TasFarmers is now calling on the Federal Government to immediately clarify:

  • Were any forms of public or government-linked funding used to support this acquisition?
  • What was the full list of bidders, and were all given equal opportunity and time to complete due diligence?
  • What criteria were applied under the national interest test?
  • Was any consideration given to the loss of productive agricultural land?
  • What consultation occurred with industry and local stakeholders?

Mr Cox said farmers are increasingly questioning whether the process has been conducted fairly. 

“Farmers aren’t naive, we know how markets work. You bring forward your best offer and you’re given a fair shot,” Mr Cox said. 

“What we’re seeing here doesn’t reflect that. When credible buyers are unable to fully participate, when the price sits outside expected market signals, and when there’s no transparency around government involvement, people are right to question whether this process has been conducted properly.

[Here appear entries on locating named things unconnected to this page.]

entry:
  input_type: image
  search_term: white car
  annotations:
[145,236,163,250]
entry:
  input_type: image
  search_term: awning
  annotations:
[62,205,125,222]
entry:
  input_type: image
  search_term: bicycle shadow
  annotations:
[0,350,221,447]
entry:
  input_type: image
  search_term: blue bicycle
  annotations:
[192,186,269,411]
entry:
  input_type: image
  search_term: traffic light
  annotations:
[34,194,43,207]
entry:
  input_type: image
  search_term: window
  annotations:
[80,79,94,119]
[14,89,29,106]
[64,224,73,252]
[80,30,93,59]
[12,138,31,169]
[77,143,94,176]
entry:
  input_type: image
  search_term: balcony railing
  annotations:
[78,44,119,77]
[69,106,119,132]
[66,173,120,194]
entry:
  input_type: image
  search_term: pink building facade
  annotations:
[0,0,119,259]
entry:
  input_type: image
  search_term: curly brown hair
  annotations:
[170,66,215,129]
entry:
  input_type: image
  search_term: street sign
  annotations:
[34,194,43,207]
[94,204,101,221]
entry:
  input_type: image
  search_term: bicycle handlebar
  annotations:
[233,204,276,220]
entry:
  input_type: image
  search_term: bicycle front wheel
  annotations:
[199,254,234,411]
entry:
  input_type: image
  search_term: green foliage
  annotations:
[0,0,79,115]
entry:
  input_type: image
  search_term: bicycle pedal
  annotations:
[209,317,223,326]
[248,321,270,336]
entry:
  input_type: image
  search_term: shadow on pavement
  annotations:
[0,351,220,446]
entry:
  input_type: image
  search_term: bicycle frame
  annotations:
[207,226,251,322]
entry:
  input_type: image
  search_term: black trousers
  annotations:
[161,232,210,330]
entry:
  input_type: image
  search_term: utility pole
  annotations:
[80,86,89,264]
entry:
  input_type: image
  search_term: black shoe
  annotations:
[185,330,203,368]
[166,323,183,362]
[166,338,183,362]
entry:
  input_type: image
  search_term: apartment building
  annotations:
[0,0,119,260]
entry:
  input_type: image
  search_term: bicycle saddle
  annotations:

“At the moment, there are too many unanswered questions.”

Established after WWII by the British Tobacco Co., Rushy Lagoon, including East Wyambi (1221ha) was a particularly productive sheep and cattle property through the 70s and 80s with one of the largest shearing sheds in the country.

It was sold to Bert Farquar and later the Pye family from New Zealand and boasts substantial water resources and spectacular coastline near Ringarooma Bay on Bass Strait, with an estimated carrying capacity of 85,000 dry sheep equivalents.

The property was first listed for sale in early 2018 with price expectations around $65-70 million but despite strong interest, it did not sell at that time and was withdrawn from the market. 

Following the passing of owner Allan Pye in March, 2024, Rushy Lagoon was again put on the market, this time as part of his estate, with expectations of fetching more than $100,000,000.